Map-Based Task Planning: Using spatial maps to support navigation, inspection, object search, path planning, and task sequencing for both quadruped and humanoid robots.
Dynamic Map Updates: Updating spatial and semantic maps when objects move, doors open, paths become blocked, or robot actions change the environment.

Current Implementation

At the current stage, this project focuses on defining the VLA framework for quadruped and humanoid robot intelligence. The initial implementation is organized around robot vision, natural-language instruction grounding, semantic mapping, and embodiment-specific action generation.

For quadruped robots, the near-term focus is on language-guided navigation, active visual inspection, scene exploration, terrain-aware movement, and semantic SLAM integration. These capabilities provide a foundation for robots that can move through complex environments while interpreting instructions in relation to physical space.

For humanoid robots, the near-term focus is on vision-language-guided reaching, object interaction, whole-body task execution, and manipulation-oriented scene understanding. These capabilities provide a foundation for robots that can operate in human-designed environments and perform tasks requiring arms, hands, posture control, and physical interaction.
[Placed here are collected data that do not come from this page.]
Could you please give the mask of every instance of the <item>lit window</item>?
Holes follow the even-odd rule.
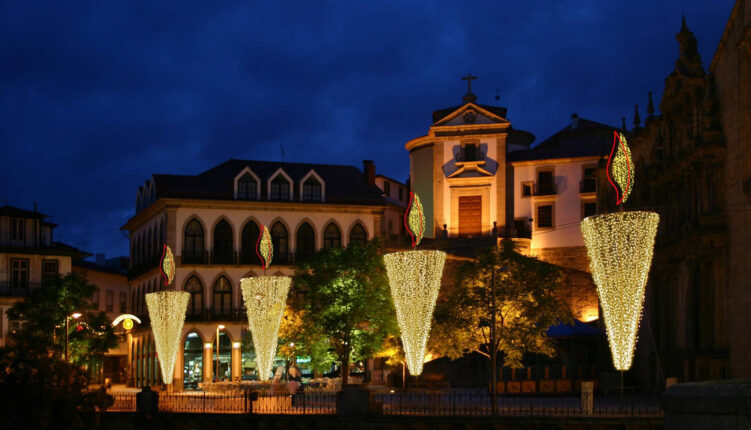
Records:
[[[339,227],[332,222],[323,232],[323,247],[339,248],[340,246],[342,246],[342,233],[339,231]]]
[[[386,194],[386,197],[391,197],[391,182],[383,181],[383,194]]]
[[[42,285],[51,285],[57,274],[57,260],[42,260]]]
[[[107,290],[104,293],[104,304],[106,306],[105,309],[107,310],[107,312],[114,311],[115,309],[114,301],[115,301],[114,293],[112,292],[112,290]]]
[[[24,240],[26,237],[26,220],[23,218],[11,218],[10,240]]]
[[[29,288],[29,260],[12,258],[10,260],[11,288]]]
[[[597,215],[597,203],[586,202],[582,206],[582,219],[588,216]]]
[[[522,197],[531,197],[531,196],[532,196],[532,183],[531,182],[522,183]]]

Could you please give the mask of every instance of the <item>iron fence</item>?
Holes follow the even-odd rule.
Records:
[[[258,393],[254,414],[327,415],[336,414],[337,391],[289,394]]]
[[[385,415],[491,415],[490,395],[485,391],[405,391],[373,394],[372,409]],[[612,416],[659,417],[658,397],[595,397],[592,414],[582,407],[581,397],[509,397],[499,396],[496,413],[500,416]]]
[[[136,394],[111,394],[114,402],[107,408],[107,412],[135,412]]]

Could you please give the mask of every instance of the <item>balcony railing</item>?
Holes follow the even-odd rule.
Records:
[[[295,262],[291,252],[274,252],[275,264],[292,264]],[[208,251],[183,251],[182,264],[211,264],[224,266],[260,266],[255,250],[245,252],[208,252]]]
[[[208,264],[209,262],[209,253],[206,251],[183,249],[181,257],[182,264]]]
[[[29,293],[42,284],[39,282],[27,282],[26,284],[15,284],[11,281],[0,281],[0,296],[26,297]]]
[[[194,313],[189,309],[185,316],[186,321],[246,321],[247,318],[244,307],[224,313],[216,312],[214,309],[201,309]]]
[[[558,194],[558,187],[552,183],[537,183],[534,185],[533,194],[535,196],[554,196]]]

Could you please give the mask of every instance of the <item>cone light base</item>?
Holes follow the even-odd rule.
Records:
[[[383,256],[409,373],[422,373],[433,309],[446,262],[443,251],[403,251]]]
[[[617,370],[628,370],[633,362],[659,221],[654,212],[628,211],[581,223]]]
[[[287,294],[292,285],[289,276],[261,276],[240,280],[248,325],[253,336],[258,363],[258,379],[266,381],[274,364]]]
[[[185,323],[190,293],[187,291],[159,291],[146,294],[146,306],[151,318],[156,353],[162,369],[162,381],[172,383],[175,358]]]

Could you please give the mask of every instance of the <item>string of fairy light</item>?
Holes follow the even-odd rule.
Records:
[[[633,360],[659,221],[654,212],[629,211],[581,224],[617,370],[628,370]]]
[[[172,383],[189,299],[190,293],[187,291],[159,291],[146,294],[151,331],[154,333],[156,353],[165,384]]]
[[[383,256],[401,330],[407,367],[422,373],[433,309],[441,287],[446,253],[402,251]]]
[[[268,380],[271,374],[279,325],[291,284],[292,278],[288,276],[261,276],[240,280],[248,325],[256,350],[258,378],[261,381]]]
Future Research Directions

Future work will extend this project toward general-purpose VLA robot systems that can operate across different embodiments, environments, and task domains. One direction is to develop shared robot foundation models that can interpret language and vision across quadruped and humanoid platforms while producing actions through embodiment-specific control heads.

A further direction is to build simulation-to-real training pipelines for VLA robot policies. Simulation can provide diverse environments, rare failure cases, and scalable task variations, while real-robot experiments can test whether the learned policies remain robust under physical constraints, sensor noise, contact uncertainty, and dynamic environments.